Transféré vers le front en mai 1944, les pilotes enchaînent les patrouilles. Un des frères Challe abat... un Yak soviétique d'un régiment voisin. Le régiment assure la couverture aérienne de l'opération Bagration, en Biélorussie ; il y remporte des victoires, mais subit également des pertes. Les Français occupent des terrains tout juste abandonnés par les Allemands en retraite ; il manque d'abattre un Pe-2 confondu avec un Do 217 allemand... A partir de juillet 1944, le Normandie-Niémen couvre le franchissement par l'Armée Rouge du fleuve qui va compléter son nom de guerre. Basé à Alytous, les Français troquent ensuite les Yak-9 contre des Yak-3. Le 18 septembre, le régiment déménage à Antonovo.
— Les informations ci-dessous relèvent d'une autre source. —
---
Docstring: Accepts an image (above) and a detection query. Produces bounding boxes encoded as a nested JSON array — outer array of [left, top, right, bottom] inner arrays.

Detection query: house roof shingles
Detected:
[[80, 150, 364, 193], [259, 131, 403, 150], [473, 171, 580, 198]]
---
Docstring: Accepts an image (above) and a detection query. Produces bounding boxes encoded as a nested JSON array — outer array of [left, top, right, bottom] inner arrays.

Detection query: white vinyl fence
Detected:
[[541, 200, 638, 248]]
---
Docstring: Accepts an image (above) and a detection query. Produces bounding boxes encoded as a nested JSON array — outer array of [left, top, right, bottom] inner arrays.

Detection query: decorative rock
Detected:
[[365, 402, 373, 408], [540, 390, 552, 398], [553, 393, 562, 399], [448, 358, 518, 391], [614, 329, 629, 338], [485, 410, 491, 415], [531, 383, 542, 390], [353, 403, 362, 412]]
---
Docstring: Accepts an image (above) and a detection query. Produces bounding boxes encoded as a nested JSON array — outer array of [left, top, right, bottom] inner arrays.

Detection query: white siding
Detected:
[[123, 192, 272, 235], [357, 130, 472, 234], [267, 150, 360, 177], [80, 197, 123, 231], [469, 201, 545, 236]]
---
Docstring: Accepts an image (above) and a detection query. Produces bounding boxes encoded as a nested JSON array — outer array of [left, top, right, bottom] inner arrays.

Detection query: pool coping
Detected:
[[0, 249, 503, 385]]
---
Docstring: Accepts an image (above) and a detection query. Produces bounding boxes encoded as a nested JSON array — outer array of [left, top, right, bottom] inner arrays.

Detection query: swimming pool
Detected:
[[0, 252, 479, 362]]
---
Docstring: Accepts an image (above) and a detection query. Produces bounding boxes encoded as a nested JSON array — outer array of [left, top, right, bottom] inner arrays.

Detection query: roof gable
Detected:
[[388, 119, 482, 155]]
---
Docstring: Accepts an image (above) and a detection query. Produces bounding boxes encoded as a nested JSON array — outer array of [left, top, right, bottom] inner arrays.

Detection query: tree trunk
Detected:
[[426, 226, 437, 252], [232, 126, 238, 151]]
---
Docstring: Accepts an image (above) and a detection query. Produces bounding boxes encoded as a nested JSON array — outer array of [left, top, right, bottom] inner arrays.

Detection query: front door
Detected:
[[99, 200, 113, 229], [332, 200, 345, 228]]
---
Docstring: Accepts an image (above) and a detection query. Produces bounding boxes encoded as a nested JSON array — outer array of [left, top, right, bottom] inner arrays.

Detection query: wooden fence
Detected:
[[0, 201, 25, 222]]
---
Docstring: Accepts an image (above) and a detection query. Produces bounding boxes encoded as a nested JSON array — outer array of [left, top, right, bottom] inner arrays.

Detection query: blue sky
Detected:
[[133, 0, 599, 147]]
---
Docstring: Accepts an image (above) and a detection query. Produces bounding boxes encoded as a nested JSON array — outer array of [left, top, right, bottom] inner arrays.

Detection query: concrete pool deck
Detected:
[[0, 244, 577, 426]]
Le 14 octobre 1944, alors que les Soviétiques attaquent la Prusse-Orientale, Sauvage remporte ses premiers succès -Fw 190 et Ju 87. Un mois plus tard, le commandant Pouyade laisse le commandement du régiment à Delfino. Le 27 novembre, le régiment opère à partir du sol allemand, en Prusse-Orientale.
Rapatrié en train à Moscou, les pilotes ont la chance de rencontre le général De Gaulle, venu en URSS en décembre 1944. A partir du 15 janvier 1945, le Normandie-Niémen appui le renouveau de l'offensive soviétique sur la Prusse-Orientale. Les missions s'enchaînent, les victoires pour Sauvage aussi. Le régiment est basé à Labiau, ancien terrain de chasse de Me 109, le 27 janvier. Il opère au-dessus de Königsberg et des champs de bataille de Prusse Orientale, notamment au-dessus du terrain de Heiligenbeil, repaire des "Mölders" (la JG 51), une escadre de chasse allemande particulièrement redoutée des Français. La Flak est terrible, et, le 9 février, Sauvage affronte en duel, match nul, un pilote qu'il pense être un as allemand. Le 25 février, les pilotes atterrissent à Friedland, suivant dans leur parcours encore les traces de la geste napoléonienne... Les missions défilent au-dessus de Köngisberg assiégée, pilonnée par l'aviation, recouverte de fumée, jusqu'en avril 1945. Les Français opèrent au-dessus de Pillau, à travers le "Tunnel", cette masse de fumée que le vent rabat à l'ouest de Königsberg. Sauvage opère aussi au-dessus du Samland lors des derniers combats après la chute de la ville. C'est en Prusse-Orientale que les Français apprennent la capitulation du 8 mai 1945. Les pilotes rentrent à Moscou le 1er juin, puis en France le 20, avec leurs appareils soviétiques.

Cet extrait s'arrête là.